Salvage/Salvation


Salvage/Salvation is an installation and performance project that explores the metaphysics of re-use and the philosophical, emotional and material implications of discard. The project is made for spaces that are between uses or slated for demolition, and appropriate outdoor sites. A group of visual and performing artists create independent but overlapping environments and performances grouped loosely around a central theme. The site itself, the surrounding community and any discarded materials found on-site inspire the exact character of the event. Through its methodology and the striking nature of the final environments, Salvage/Salvation seeks to bring ideas of scavenging and transformation to center stage and create a dialogue with the public about sustainable relationships to our physical environment, advocating ingenuity and unity.

Salvage/Salvation: SHINE

Salvage/Salvation: ARISE

Salvage/Salvation: HIVE

Salvage/Salvation: NEST

“…salvage/salvation, feeling compelled to not let things go to waste, yet facing the ephemeral nature of existence…” (Greg Wildes, participant, Salvage/Salvation Part I: HOME)

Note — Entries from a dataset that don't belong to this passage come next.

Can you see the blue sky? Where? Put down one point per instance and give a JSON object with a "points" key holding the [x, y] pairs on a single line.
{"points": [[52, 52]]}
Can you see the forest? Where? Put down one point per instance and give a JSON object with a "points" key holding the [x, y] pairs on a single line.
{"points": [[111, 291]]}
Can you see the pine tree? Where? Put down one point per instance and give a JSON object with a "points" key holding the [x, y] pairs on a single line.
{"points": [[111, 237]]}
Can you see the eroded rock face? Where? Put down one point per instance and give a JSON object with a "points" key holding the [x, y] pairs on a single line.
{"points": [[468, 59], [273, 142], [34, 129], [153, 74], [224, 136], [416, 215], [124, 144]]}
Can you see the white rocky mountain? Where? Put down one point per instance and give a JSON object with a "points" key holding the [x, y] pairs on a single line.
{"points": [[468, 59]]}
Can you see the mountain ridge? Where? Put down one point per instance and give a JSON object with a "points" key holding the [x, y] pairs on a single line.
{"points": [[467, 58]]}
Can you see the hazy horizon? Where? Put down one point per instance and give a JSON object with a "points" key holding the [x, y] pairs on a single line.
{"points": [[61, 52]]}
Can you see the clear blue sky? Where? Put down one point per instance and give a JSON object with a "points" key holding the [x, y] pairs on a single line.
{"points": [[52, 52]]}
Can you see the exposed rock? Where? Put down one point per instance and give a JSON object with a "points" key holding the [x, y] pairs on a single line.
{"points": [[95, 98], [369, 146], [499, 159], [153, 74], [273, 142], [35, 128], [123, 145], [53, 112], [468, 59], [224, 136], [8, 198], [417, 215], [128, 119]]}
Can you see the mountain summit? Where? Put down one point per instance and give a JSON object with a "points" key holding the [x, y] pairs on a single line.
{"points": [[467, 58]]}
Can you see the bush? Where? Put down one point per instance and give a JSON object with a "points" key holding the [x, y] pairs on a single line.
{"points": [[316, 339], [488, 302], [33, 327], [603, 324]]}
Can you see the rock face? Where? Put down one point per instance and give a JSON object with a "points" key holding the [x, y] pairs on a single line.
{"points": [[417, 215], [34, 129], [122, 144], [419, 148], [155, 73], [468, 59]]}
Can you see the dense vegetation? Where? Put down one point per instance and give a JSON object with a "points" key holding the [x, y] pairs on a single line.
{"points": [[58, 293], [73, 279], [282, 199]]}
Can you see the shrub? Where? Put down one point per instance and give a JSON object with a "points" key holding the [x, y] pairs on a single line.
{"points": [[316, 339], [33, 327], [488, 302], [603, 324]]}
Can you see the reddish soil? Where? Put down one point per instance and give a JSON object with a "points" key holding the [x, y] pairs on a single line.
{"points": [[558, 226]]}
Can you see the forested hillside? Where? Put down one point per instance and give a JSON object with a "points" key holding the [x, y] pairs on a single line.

The guiding questions for Salvage/Salvation are:

How do we view decay and loss? Death and decay, on big and small scales, are always in our lives—from rotting fruit to a broken stereo to a bombed-out city to the death of a relative to the ruins of once-great structures. How do we approach these experiences? Do we accept or reject them, live with them or repress them?

What do we discard, materially and socially, emotionally and spiritually, and what place do these discards have in our lives? How do we value discards? We are sometimes encouraged to discard the reality of death and loss, but does the life span of an object or state of mind end when we’re “done” with it? How does it continue in the world?

What makes garbage garbage? There is comfort in excess; it is desirable to have enough to throw “away,” and a deep sense of cleansing in the act of discarding. How does this form, and can it be changed?

In a world of dwindling resources, how do we become a society of scavengers and survivors rather than producers and consumers? When in life are people scavengers? We want to affirm the already-existing roles and skills of scavenger and survivor that people take on in their lives (retrieving objects from the side of the road, creating a planter from a bathtub, finding furniture in Dumpsters, etc.).